最近、YouTubeなどでは「歌ってみた」や「演奏してみた」動画が人気ですよね。最新の話題曲を歌ってアップロードしている人も多いですが、この場合、YouTubeは国内外の有名アーティストの楽曲著作権を管理するJASRAC(一般社団法人日本音楽著作権協会)と年間包括契約を結んでいるため問題になりません。InstagramやTikTokなども同様です。
ただし、権利者には勝手に変えてくれるなという権利もあり、これはJASRACでは管理されていないので、曲を勝手にアレンジしたり、替え歌の動画をアップロードしたりするのは、注意する方がよいでしょう。
――無断転載によって著作権を侵害してしまった場合、どのような制裁があるのでしょうか。
【藤原弁護士】 権利者から差止請求や損害賠償請求を受ける可能性があるほか、刑事罰として懲役刑や罰金刑が定められています。
実は、著作権を侵害してしまっているけれども、権利者の寛容さによって問題になっていないだけというケースもあります。皆さんも、ご自身の演奏などをSNSに投稿する場合は、少なくとも権利者に対するリスペクトを忘れないようにしましょう。
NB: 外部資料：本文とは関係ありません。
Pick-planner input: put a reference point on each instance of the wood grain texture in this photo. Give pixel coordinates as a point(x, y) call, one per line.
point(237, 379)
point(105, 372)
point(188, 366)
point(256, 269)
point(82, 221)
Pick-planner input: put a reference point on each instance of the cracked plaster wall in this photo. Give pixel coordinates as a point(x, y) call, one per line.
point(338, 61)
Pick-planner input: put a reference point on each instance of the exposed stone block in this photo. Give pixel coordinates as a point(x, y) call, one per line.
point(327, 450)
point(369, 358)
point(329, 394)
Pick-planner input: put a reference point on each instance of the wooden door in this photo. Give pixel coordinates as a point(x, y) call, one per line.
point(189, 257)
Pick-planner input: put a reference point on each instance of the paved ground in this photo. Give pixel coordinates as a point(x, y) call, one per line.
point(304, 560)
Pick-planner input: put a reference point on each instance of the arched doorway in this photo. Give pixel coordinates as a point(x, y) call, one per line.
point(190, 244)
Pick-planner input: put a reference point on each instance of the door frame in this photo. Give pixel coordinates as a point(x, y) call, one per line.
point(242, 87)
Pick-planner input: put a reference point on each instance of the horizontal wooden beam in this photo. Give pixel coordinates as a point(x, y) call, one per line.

◆藤原唯人(ふじわらただと) 弁護士 神戸パートナーズ法律事務所(神戸市中央区)
京都大学法学部卒業後、2000年に兵庫県弁護士会登録。ジャズピアニストとしても活動中で、神戸のジャズビッグバンド「スガ部」でバンドマスターを務める。そのような経験からクリエイターの権利を守る活動にも積極的に取り組む。